A solicitor who offered a client money to withdraw a complaint against him has been struck off.
Shuaib Saeed was further found to have created a false settlement agreement that saw a client pay money to a fictitious claimant.
The criminal defence solicitor’s cases included acting for a man arrested outside Buckingham Palace in 2017 while armed with a 4ft sword and repeatedly shouting “Allahu Akbar”.
The Solicitors Disciplinary Tribunal (SDT) also criticised the Solicitors Regulation Authority (SRA) for how it had pleaded the case, which meant that two of the six allegations it had made against Mr Saeed – relating to having client money paid into a bank account other than that of his firm, and breaches of the accounts rules – as well as parts of two other allegations, had to be dropped.
Mr Saeed, born in 1985 and qualified in 2013, worked at Bromley, Kent firm MK Law Solicitors until he left in January 2018 after a complaint from ‘Client A’.
It emerged that Mr Saeed acted for Client A over a charge of actual bodily harm, but told his firm that he was not acting in the case; he even took a day’s holiday to appear for Client A in court. Client A believed he had instructed and paid £2,400 to him as a solicitor of MK Law.
After Client A – who was convicted – complained to the firm, Mr Saeed contacted him and his daughter repeatedly and offered money if he would withdraw the complaint. Client A refused.
The SDT said this behaviour breached four of the SRA Principles, including lacking integrity, and was also dishonest.
In the other case, he acted for ‘LD’ over several allegations of criminal damage. LD was not prosecuted but Mr Saeed advised him to enter into a settlement agreement to pay for the damage in order to avoid any civil proceedings by a ‘JE’.

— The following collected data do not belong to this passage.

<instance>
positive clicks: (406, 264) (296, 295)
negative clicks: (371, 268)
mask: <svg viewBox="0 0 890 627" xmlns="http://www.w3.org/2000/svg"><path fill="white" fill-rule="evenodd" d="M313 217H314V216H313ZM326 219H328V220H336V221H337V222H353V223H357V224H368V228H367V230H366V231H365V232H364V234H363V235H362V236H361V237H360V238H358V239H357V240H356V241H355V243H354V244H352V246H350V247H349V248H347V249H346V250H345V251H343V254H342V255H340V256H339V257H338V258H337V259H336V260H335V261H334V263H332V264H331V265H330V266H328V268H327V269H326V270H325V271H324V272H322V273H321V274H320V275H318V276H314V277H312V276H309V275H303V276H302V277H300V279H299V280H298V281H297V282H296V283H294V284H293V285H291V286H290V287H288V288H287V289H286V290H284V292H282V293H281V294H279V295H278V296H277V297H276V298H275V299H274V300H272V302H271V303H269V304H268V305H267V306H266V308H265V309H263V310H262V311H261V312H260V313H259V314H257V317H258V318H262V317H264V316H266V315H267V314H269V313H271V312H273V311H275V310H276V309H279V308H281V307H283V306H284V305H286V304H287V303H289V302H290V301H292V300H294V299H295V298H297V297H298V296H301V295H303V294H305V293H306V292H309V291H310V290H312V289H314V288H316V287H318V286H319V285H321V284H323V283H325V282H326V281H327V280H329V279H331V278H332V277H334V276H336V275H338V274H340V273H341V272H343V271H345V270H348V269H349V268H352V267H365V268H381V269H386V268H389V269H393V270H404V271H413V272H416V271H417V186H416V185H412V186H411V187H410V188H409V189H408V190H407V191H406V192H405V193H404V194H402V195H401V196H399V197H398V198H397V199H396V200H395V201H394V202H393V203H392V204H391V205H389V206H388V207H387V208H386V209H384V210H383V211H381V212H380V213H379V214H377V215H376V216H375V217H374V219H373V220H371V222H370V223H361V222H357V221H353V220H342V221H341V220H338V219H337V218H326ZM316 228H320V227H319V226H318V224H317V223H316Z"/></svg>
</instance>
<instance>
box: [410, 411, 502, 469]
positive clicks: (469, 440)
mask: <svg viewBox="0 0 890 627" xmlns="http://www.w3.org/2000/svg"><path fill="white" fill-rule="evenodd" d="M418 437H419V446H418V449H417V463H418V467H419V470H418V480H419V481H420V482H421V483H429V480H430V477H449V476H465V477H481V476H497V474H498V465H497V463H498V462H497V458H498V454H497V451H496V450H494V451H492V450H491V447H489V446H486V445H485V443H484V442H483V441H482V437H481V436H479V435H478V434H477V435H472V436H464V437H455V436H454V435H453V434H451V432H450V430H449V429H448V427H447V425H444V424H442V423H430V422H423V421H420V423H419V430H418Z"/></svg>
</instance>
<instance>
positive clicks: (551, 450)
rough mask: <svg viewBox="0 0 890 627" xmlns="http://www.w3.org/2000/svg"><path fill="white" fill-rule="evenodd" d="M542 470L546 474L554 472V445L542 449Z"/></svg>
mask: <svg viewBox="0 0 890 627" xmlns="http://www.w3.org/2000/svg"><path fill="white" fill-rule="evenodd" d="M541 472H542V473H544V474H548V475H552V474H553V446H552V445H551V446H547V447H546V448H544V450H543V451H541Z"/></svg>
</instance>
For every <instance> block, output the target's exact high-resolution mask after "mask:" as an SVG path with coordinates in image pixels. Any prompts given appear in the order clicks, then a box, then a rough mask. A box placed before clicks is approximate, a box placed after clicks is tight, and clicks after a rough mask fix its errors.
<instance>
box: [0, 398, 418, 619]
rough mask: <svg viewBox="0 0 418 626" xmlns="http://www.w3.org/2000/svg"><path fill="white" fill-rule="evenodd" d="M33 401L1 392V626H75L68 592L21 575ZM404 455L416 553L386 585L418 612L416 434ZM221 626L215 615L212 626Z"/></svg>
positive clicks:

LD’s father and the parents of another boy involved in the incident paid £3,800 in settlement, but MK Law’s investigations later established from the police that JE was not an alleged victim of the criminal damage.
In all, LD’s father paid £6,200 – the settlement sum plus fees for two legal matters – into an account that again was not that of the firm. It was not clear whose account it was that received the money.
The SDT said that although, as a result, it could not find that Mr Saeed received a direct pecuniary advantage from the £3,800, it was sure he had “derived personal benefit” as this was the account to which he had directed the money.
Again finding Mr Saeed had breached several SRA Principles, including lacking integrity, it said he was dishonest as well: “Ordinary decent people would consider it dishonest both to prepare a settlement agreement for your client which alleged that a fictional victim would be compensated and to arrange for the alleged compensation to be paid into an account of [Mr Saeed’s] specification which was not the firm’s account.”
Mr Saeed was also found to have failed to co-operate with the SRA, although he was cleared of another set of allegations – relating to misuse of legal aid money and failing to attend a video-link appointment at a magistrates’ court – as the evidence was not sufficiently clear.
Mr Saeed, who was believed to be living in Dubai at the time of the hearing, did not engage with the tribunal, which concluded that his motivation “appeared to be financial gain”.
MK Law had suffered both financial and reputational lost, and the SDT said it was struck by the comments of Client A’s daughter that “it would take a lot for me to trust someone from the legal profession again”.
The misconduct was “deliberate, calculated and repeated”, and Mr Saeed had to be struck off.
But the tribunal only allowed the SRA £10,000 of the £20,620 costs it sought in light of the “defective” pleadings and its failure to prove one set of allegations.
Had they been properly drafted, the bank account allegations would have been proven, the SDT noted.